Ordered topographically patterned silicon by insect-inspired capillary submicron stamping

TL;DR

This paper presents a novel insect-inspired capillary stamping technique combined with chemical etching to produce ordered topographically patterned silicon with potential applications in labeling and security features.

Contribution

It introduces a new capillary submicron stamping method inspired by insect feet, enabling high-throughput, ordered patterning of silicon surfaces with versatile applications.

Findings

Ordered arrays of AgNO3 dots on silicon achieved by manual stamping.

Surface-limited MACE produced macroporous silicon or silicon pillar arrays.

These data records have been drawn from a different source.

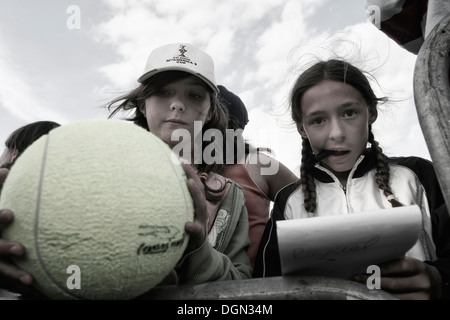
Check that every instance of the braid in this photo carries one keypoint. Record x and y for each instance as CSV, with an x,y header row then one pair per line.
x,y
382,174
307,180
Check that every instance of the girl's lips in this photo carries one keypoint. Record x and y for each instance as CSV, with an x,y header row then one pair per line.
x,y
328,153
177,121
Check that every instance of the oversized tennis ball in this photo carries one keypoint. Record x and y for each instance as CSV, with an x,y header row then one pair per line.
x,y
100,206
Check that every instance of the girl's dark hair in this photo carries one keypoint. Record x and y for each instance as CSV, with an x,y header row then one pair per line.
x,y
23,137
134,100
336,70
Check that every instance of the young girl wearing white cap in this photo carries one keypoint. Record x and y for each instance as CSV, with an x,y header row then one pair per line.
x,y
178,94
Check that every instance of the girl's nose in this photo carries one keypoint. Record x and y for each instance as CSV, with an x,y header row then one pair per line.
x,y
336,131
177,104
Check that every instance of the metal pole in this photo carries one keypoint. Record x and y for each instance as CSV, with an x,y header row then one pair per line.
x,y
432,99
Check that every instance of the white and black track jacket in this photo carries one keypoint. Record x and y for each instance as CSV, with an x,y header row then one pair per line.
x,y
412,180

Polymer patterns conformally cover the patterned silicon surfaces.

Abstract

Insect-inspired capillary submicron stamping and subsequent surface-limited metal-assisted chemical etching (MACE) with ammonium bifluoride as HF source is employed for high-throughput production of ordered topographically patterned silicon (tpSi). Insect feet often possess hairy contact elements through which adhesive secretion is deployed. Thus, arrays of adhesive secretion drops remain as footprints on contact surfaces. Stamps for insect-inspired capillary submicron stamping having surfaces topographically patterned with contact elements mimic the functional principles of such insect feet. They contain spongy continuous nanopore networks penetrating the entire stamps. Any ink (organic, aqueous) may be supplied from the backside of the nanoporous stamps to the contact elements. We generated ordered arrays of AgNO3 dots extending mm^2 on Si by manual stamping with cycle times of a few seconds under ambient conditions; at higher load ordered holey AgNO3 films were obtained. Surface-limited MACE correspondingly yielded either macroporous tpSi or Si pillar arrays. Inkjet printing of polymer solutions onto tpSi yielded patterns of polymer blots conformally covering the tpSi. Such blot patterns could potentially represent a starting point for the development of persistent and scratch-resistant identity labels or QR codes on silicon surfaces.